Actin is localized in CAMDs depending on the state of actin polymerization. All CLSM images were acquired with PEG/DEX (5.0 wt % each) and an actin concentration of 9.0 μm with 1.0 mol % Alexa Fluor 546‐labeled actin. A) G‐actins were distributed homogeneously inside and outside of DEX‐rich CAMDs. B) Polymerized F‐actins, generated by the addition of 40 mm KCl, were entrapped in DEX‐rich CAMDs. C) Bundled F‐actins, generated by the addition of 2.0 mm MgCl2, were located at the surface of DEX‐rich CAMDs, and simultaneously F‐actins existed inside the droplets. Scale bar: 50 μm. (See Tables S4, S5, and S6 for detailed information regarding each condition.)
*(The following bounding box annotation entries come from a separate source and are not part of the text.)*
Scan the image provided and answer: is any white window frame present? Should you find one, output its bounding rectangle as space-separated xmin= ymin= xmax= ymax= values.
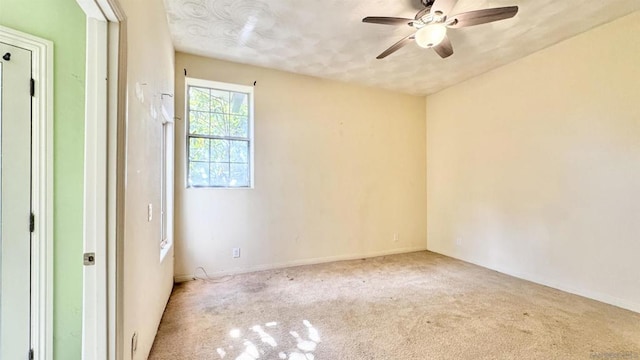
xmin=184 ymin=77 xmax=255 ymax=190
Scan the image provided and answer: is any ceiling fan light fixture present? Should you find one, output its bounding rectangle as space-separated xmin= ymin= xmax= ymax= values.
xmin=416 ymin=24 xmax=447 ymax=49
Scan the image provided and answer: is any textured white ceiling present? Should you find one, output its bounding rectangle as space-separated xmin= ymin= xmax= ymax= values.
xmin=165 ymin=0 xmax=640 ymax=95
Based on the systematic observation by microscopy, we deduced a phase diagram for the changes in the distribution and polymerization state of actins in CAMDs with different concentrations of KCl and MgCl2 (Figure 3). It has been well established that, in bulk in vitro solution, actin polymerizes into filaments in the presence of KCl (30 mm or more) or MgCl2 (a few mm or more), and F‐actins form bundles by paracrystal formation in the presence of 10 mm or more of MgCl2.10 In our experiments with the crowded solution of PEG/DEX, interestingly, the threshold concentration of KCl to induce actin polymerization decreased by about one order of magnitude (Figure 3 A), and the threshold concentration of MgCl2 to cause bundling of F‐actin decreased to about one‐third (Figure 3 B). This is attributable to a cooperative effect between the restricted localization of actin into the DEX‐rich CAMDs, as a result of its polymerization and facilitation of polymerization by accumulation due to restricted localization.
Figure 3.
Phase diagrams for the localization and morphological state of actin, depending on the concentrations of A) actin and KCl, and B) MgCl2. In B), the concentration of actin was fixed at 6.0 μm. Crosses indicate the parameter area for even distribution inside and outside CAMDs (as shown in Figure 2 A). The black and gray circles in A) show the localization of dispersed F‐actin inside CAMDs (as in Figure 2 B). The conditions indicated by closed circles caused actin localization soon after sample preparation, whereas under the conditions indicated by gray‐filled circles, several tens of minutes were required for actin localization and the reproducibility of the results was relatively low. The open diamonds show the localization of bundled F‐actin at the interface, which causes deformation of the droplets (as in Figure 2 C). The open circles indicate the clustering of bundled F‐actin inside CAMDs (as shown in Figure S2).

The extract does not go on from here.